Archive for the ‘government bonds’ Category
I’m sure there are quite a few income trust investors who got badly burned in Ottawa’s Halloween “all trick, no treat” surprise last year. So far, we have lamented on the situation long enough. The next thing to do is to find what other income-generating investment vehicles might be suitable for our subscribers..
The first thought that sprung to mind was bank stocks. They are rock-solid, supported by strong profits on top of offering dividends. The only problem is that bank dividends typically generate yields from 2.8% to 3.8%, which pale in comparison to the 6% to 12% that income trusts were offering. But, if you wish to avoid headaches and heartache, bank stocks might not be a bad idea, particularly considering how well these stocks have performed recently.

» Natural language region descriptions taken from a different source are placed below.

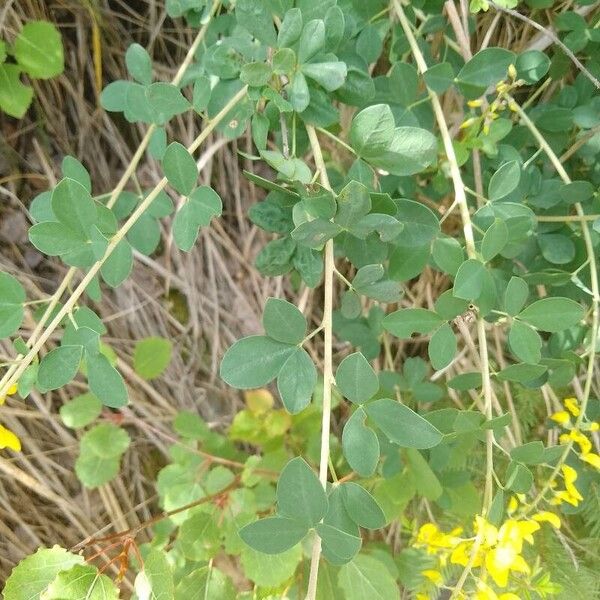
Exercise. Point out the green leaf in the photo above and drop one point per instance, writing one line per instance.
(12, 297)
(339, 546)
(256, 74)
(139, 64)
(403, 323)
(525, 342)
(296, 381)
(329, 75)
(164, 101)
(312, 40)
(254, 361)
(80, 411)
(105, 381)
(201, 206)
(411, 151)
(442, 347)
(38, 50)
(283, 321)
(356, 379)
(81, 582)
(372, 130)
(468, 283)
(315, 233)
(46, 564)
(152, 356)
(360, 444)
(366, 577)
(15, 97)
(362, 507)
(487, 67)
(515, 295)
(273, 535)
(494, 240)
(159, 575)
(522, 372)
(59, 367)
(552, 314)
(402, 425)
(73, 206)
(180, 168)
(300, 495)
(504, 181)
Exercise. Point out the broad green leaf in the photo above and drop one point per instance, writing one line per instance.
(254, 361)
(442, 347)
(312, 40)
(487, 67)
(283, 321)
(338, 546)
(300, 495)
(353, 203)
(403, 323)
(38, 50)
(46, 564)
(12, 297)
(296, 381)
(59, 367)
(81, 582)
(362, 507)
(73, 206)
(164, 101)
(494, 240)
(159, 575)
(360, 444)
(15, 97)
(180, 168)
(356, 379)
(515, 295)
(152, 356)
(468, 283)
(80, 411)
(205, 583)
(139, 64)
(201, 206)
(273, 535)
(105, 381)
(372, 130)
(552, 314)
(525, 342)
(504, 181)
(366, 577)
(402, 425)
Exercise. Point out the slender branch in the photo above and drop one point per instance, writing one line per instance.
(327, 362)
(461, 200)
(139, 153)
(595, 288)
(139, 211)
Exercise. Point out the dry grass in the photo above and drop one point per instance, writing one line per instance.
(202, 300)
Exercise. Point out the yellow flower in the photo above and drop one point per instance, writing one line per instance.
(561, 417)
(9, 440)
(545, 516)
(572, 406)
(592, 459)
(434, 576)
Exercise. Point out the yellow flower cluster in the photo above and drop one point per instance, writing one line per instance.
(576, 432)
(8, 439)
(496, 551)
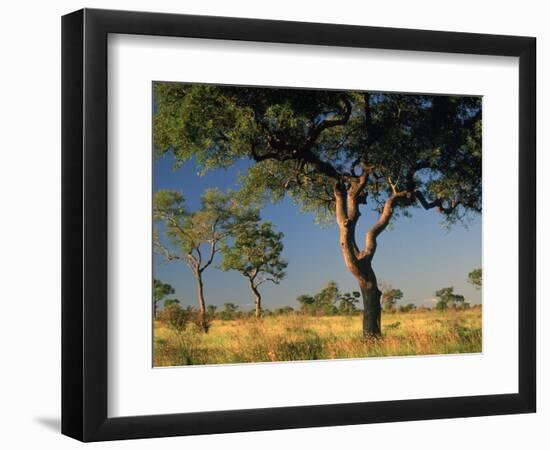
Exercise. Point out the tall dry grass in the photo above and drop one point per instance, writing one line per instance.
(299, 337)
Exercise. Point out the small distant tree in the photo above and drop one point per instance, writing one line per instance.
(196, 237)
(211, 310)
(475, 278)
(171, 301)
(307, 303)
(256, 254)
(347, 303)
(390, 297)
(229, 311)
(407, 308)
(160, 291)
(446, 298)
(285, 310)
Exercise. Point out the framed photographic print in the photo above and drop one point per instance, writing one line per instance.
(266, 224)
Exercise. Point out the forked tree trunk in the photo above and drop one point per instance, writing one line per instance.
(257, 297)
(202, 303)
(372, 313)
(360, 263)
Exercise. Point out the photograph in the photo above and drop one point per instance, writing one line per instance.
(299, 224)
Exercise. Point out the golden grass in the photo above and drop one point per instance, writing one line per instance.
(298, 337)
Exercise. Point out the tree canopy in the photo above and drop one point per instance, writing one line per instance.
(333, 152)
(423, 150)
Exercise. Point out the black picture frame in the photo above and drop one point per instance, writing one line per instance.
(84, 224)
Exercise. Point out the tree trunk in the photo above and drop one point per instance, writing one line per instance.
(371, 302)
(202, 304)
(257, 296)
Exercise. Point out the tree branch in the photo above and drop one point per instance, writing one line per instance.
(383, 221)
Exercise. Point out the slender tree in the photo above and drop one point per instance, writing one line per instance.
(195, 237)
(475, 278)
(390, 296)
(255, 252)
(334, 152)
(160, 292)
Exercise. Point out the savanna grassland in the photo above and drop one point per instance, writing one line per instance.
(295, 337)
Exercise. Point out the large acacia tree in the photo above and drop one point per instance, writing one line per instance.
(334, 153)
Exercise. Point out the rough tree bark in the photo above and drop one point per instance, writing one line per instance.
(202, 303)
(359, 263)
(257, 297)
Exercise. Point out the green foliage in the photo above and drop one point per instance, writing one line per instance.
(230, 311)
(285, 310)
(187, 231)
(475, 278)
(171, 301)
(255, 252)
(407, 308)
(446, 298)
(329, 302)
(390, 296)
(304, 140)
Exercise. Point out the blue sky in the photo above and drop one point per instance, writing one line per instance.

Another option are quality preferred shares. Over the years, preferred shares have lost the popularity contest to income trusts. The downside to investing in preferred shares is that they offer little in terms of market price appreciation, and they are sensitive to interest rate fluctuations like bonds. However, their quarterly distributions are a much safer bet than common stock dividends, and currently, their yields sit around 4.5%.
Cold chills that Ottawa has sent down the spines of many Canadians have had an effect similar to the intoxicating effect of alcohol — that increasing your consumption only beautifies the ugliest people in the bar. Suddenly, it matters little how uninviting the low interest environment really is, as many Canadians settle for 4% on GICs and similar instruments.